Indeed there is. Art classes have been held there for at least eight years, if only to give prisoners something to do and perhaps reduce tensions with their jailers and among themselves. The paintings are unthreatening, having been vetted for hidden messages and inflammatory political statements. Elaborate ship models made by a Yemeni man out of cardboard and glue-stiffened cloth were X-rayed to ensure they contained nothing untoward. Their sails are stamped, “Approved by U.S. Forces.”
Prisoners were permitted to give their works to their lawyers, sometimes as thank you gifts. But now the Pentagon says that, while the art instruction will continue, any new creations will go nowhere. They will stay at Guantánamo, a spokesman said, and “remain the property of the U.S. government” (even though some materials were supplied by detainees’ lawyers, not the military).

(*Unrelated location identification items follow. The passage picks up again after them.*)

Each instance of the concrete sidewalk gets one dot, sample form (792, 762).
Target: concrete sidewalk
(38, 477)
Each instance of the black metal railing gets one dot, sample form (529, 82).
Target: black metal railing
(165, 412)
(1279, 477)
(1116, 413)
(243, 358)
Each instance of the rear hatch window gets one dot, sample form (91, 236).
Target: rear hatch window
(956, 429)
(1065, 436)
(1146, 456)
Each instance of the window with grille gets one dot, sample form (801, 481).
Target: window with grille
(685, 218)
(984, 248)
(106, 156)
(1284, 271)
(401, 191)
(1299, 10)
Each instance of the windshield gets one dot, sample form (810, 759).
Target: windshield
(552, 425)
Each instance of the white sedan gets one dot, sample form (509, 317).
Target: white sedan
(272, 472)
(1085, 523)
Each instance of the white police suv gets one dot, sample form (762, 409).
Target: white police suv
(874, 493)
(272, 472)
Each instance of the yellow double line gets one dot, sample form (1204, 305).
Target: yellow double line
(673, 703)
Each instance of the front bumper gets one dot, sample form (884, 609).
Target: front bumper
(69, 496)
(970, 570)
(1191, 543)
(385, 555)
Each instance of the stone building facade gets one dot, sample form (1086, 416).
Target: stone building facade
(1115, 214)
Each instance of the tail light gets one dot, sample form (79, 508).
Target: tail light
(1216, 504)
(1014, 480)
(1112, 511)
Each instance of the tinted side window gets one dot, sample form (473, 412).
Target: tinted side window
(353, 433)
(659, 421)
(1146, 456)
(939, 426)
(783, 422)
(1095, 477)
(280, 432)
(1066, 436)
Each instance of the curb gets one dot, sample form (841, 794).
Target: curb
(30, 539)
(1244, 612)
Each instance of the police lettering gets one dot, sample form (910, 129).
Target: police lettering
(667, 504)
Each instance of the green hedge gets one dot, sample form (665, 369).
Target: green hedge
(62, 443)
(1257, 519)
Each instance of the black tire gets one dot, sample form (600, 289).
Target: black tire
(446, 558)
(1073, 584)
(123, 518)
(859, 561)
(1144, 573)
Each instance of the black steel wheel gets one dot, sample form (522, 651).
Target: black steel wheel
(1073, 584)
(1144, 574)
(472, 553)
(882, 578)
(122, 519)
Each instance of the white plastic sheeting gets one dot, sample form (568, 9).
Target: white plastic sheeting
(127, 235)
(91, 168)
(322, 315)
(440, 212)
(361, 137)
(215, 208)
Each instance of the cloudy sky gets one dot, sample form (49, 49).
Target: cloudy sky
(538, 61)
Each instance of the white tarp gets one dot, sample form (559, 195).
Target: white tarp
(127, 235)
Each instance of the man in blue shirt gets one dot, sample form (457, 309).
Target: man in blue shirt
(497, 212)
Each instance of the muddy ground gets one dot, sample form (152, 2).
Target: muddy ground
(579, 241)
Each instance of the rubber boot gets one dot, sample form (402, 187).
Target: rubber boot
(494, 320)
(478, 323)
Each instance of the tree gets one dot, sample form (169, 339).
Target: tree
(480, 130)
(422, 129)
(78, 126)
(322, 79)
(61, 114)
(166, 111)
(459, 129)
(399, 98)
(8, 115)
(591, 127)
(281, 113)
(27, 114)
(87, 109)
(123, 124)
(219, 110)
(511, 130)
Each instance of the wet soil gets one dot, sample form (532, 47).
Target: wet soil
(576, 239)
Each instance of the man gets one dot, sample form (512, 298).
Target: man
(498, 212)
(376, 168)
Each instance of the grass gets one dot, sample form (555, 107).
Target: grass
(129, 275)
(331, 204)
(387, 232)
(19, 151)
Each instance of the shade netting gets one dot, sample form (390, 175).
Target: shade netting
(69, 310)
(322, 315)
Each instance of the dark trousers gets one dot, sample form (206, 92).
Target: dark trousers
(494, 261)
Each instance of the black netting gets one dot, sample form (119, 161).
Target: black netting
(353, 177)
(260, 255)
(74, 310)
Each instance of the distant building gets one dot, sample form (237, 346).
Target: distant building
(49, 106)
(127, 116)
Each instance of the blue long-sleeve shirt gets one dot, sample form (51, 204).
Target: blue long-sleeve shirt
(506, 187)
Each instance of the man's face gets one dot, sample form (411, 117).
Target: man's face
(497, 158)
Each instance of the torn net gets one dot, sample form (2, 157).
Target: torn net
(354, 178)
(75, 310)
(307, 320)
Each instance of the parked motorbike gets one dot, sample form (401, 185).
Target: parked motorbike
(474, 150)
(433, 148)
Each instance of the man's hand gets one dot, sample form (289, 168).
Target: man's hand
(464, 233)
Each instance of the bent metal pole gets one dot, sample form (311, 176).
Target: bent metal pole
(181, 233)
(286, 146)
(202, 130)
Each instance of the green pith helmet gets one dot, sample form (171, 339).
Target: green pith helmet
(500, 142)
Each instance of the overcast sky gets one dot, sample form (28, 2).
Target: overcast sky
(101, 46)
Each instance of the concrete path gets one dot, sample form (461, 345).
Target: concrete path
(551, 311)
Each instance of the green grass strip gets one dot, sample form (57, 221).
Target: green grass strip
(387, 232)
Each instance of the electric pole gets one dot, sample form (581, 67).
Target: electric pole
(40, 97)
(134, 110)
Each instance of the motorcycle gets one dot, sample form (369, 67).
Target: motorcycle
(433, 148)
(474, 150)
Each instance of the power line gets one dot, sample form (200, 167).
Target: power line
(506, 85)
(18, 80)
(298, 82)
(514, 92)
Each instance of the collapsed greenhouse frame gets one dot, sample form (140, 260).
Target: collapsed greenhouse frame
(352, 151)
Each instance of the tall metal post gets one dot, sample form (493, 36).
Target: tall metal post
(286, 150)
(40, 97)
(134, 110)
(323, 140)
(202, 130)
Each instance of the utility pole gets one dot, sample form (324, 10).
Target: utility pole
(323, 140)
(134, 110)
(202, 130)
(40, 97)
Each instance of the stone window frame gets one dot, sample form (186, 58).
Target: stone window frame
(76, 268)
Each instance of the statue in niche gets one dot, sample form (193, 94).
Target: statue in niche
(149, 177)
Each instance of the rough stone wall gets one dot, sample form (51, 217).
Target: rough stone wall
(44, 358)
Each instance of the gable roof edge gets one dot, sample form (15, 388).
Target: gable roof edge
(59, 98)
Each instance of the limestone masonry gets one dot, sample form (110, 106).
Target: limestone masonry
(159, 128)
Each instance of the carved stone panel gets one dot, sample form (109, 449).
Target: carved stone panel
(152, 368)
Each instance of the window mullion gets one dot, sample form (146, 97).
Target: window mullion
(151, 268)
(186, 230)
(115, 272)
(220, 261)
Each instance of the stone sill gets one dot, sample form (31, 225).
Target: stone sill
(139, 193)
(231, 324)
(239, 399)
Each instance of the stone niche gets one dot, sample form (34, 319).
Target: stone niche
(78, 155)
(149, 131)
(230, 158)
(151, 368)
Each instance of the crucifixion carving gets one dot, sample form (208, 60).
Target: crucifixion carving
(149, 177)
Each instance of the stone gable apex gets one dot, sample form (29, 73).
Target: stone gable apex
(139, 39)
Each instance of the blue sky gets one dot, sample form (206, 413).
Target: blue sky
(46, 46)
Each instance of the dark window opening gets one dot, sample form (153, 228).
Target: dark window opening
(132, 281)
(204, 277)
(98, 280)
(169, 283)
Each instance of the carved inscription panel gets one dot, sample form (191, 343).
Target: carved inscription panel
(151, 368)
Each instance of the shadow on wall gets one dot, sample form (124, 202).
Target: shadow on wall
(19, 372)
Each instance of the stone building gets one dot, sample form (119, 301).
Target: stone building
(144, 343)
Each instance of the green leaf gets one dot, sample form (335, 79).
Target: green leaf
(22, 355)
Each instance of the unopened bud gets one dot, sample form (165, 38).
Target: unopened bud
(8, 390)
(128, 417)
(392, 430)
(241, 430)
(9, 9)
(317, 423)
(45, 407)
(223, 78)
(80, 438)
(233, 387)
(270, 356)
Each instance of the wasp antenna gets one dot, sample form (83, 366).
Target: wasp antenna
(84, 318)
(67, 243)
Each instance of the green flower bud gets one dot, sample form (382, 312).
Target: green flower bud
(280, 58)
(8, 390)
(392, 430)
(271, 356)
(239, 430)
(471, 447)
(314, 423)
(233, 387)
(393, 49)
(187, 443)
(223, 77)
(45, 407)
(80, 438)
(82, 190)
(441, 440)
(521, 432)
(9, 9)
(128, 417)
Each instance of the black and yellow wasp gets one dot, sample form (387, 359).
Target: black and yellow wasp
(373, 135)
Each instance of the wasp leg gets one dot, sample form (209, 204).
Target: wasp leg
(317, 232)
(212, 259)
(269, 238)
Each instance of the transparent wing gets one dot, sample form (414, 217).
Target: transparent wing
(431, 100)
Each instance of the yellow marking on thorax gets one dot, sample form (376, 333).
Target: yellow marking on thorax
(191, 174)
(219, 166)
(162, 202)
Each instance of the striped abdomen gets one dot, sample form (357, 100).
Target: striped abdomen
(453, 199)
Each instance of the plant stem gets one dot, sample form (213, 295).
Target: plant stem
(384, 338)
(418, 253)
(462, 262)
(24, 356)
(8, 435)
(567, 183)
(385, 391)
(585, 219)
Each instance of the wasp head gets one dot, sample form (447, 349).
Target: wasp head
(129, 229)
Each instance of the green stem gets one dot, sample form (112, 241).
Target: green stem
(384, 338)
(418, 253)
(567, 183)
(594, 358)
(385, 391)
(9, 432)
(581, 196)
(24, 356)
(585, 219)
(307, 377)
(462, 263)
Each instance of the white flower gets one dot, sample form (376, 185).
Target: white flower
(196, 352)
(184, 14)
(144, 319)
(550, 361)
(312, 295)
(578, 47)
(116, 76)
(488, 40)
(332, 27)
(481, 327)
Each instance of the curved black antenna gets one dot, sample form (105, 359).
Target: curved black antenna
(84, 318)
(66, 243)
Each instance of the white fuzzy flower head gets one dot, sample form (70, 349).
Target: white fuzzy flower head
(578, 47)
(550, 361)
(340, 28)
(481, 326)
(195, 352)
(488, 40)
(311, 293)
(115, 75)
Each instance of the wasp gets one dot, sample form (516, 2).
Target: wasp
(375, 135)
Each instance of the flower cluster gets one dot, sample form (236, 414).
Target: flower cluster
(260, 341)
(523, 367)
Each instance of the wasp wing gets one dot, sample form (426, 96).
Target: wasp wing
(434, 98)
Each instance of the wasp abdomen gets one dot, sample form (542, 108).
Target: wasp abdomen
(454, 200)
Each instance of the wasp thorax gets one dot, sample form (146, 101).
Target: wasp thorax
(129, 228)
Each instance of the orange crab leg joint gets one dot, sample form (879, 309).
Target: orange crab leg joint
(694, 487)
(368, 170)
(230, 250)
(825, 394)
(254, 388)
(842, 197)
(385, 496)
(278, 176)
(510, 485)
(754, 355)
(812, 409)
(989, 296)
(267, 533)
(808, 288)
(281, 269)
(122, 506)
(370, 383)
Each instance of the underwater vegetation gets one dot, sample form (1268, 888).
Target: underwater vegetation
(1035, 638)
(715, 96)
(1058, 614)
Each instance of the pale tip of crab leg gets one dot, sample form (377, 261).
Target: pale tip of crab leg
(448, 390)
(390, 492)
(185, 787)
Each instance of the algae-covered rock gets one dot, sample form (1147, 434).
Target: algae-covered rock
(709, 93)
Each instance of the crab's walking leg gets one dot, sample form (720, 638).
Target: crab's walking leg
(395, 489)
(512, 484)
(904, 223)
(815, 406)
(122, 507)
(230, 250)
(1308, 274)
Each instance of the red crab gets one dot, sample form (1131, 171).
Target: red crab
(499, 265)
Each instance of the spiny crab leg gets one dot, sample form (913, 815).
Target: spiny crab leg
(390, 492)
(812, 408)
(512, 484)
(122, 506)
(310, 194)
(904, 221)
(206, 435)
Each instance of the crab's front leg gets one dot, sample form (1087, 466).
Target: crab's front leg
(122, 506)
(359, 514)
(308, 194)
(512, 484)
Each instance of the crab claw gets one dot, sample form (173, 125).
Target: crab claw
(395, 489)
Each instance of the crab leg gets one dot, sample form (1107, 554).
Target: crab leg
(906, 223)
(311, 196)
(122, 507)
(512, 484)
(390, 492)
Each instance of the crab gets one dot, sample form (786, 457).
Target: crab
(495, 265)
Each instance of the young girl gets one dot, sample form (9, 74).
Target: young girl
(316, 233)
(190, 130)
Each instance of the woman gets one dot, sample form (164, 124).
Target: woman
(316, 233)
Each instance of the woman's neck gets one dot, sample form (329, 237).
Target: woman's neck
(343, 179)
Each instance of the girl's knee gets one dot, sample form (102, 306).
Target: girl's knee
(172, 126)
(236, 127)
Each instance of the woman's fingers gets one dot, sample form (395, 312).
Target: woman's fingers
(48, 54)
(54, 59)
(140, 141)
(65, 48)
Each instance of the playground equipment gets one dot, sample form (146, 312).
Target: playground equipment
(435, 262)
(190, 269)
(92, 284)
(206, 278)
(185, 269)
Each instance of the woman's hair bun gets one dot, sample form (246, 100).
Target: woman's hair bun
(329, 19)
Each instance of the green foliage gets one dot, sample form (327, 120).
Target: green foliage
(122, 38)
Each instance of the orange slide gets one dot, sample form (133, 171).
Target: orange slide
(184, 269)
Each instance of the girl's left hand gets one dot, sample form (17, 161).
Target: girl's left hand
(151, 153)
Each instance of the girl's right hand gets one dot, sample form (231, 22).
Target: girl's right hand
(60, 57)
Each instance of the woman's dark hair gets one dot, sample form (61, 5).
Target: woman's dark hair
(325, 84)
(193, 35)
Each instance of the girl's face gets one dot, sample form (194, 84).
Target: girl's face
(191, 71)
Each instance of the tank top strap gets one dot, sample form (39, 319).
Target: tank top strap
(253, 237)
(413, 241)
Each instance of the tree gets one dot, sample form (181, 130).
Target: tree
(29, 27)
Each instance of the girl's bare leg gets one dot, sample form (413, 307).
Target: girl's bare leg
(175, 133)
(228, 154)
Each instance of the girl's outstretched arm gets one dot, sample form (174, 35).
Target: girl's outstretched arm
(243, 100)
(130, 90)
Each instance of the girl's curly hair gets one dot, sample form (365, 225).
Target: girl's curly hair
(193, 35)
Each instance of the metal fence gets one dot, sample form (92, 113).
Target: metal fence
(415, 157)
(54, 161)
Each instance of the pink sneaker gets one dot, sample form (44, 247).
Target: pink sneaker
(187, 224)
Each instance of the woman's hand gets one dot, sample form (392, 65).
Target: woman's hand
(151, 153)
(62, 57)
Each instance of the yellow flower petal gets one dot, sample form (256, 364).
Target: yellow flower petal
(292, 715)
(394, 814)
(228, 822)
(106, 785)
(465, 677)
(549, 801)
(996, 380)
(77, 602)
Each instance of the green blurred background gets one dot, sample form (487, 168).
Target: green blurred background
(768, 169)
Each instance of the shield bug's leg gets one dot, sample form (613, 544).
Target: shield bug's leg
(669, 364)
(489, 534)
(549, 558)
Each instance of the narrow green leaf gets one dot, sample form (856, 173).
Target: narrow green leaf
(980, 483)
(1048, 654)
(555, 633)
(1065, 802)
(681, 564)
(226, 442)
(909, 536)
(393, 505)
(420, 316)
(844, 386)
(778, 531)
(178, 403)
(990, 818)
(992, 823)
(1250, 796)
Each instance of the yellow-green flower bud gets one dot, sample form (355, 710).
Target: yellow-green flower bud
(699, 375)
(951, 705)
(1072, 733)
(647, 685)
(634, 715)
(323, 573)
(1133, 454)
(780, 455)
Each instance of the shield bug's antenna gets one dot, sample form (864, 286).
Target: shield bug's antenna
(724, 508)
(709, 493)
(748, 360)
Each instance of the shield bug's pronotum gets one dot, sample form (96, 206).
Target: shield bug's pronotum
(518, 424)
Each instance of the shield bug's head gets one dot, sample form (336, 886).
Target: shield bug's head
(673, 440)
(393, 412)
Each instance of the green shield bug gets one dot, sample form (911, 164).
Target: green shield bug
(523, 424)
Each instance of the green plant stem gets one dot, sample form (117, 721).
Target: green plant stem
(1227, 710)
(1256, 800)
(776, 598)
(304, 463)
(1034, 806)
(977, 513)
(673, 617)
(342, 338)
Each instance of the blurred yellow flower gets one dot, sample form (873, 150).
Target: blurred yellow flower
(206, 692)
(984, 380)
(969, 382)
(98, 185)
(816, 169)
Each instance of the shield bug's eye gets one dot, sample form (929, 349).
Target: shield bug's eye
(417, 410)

There has been no claim of a security breach or risk to Americans. The military, it would seem, is simply unsettled by the attention that the John Jay exhibition has drawn from news organizations. It may also be annoyed that some paintings are for sale — not by the college but by a few of the artists and their representatives. Of the eight men, only four are still detained, three of them without any formal charges having yet been brought; they are among 41 men still being held at Guantánamo. The other four artists have been cleared and released, and thus are free to do as they wish, including sell their work.
Ramzi Kassem, a law professor at the City University of New York who represents three detainees, said it isn’t “the art exhibit per se” that offends the Pentagon. “It’s that prisoners take control of their own narrative,” he said, describing the new policy as “a kneejerk ‘let’s stomp it out’ approach.”
An inevitable question is whether unseen art is, in fact, art. For Ms. Thompson, there’s another consideration. “We spend years trying to get inside their minds,” she said of the prisoners, adding that the art is one way for interrogators to gain possible insights. And the viewing American public reasonably gets a peek behind the curtain that has long enveloped Guantánamo.
She added, “Why cut off the information?”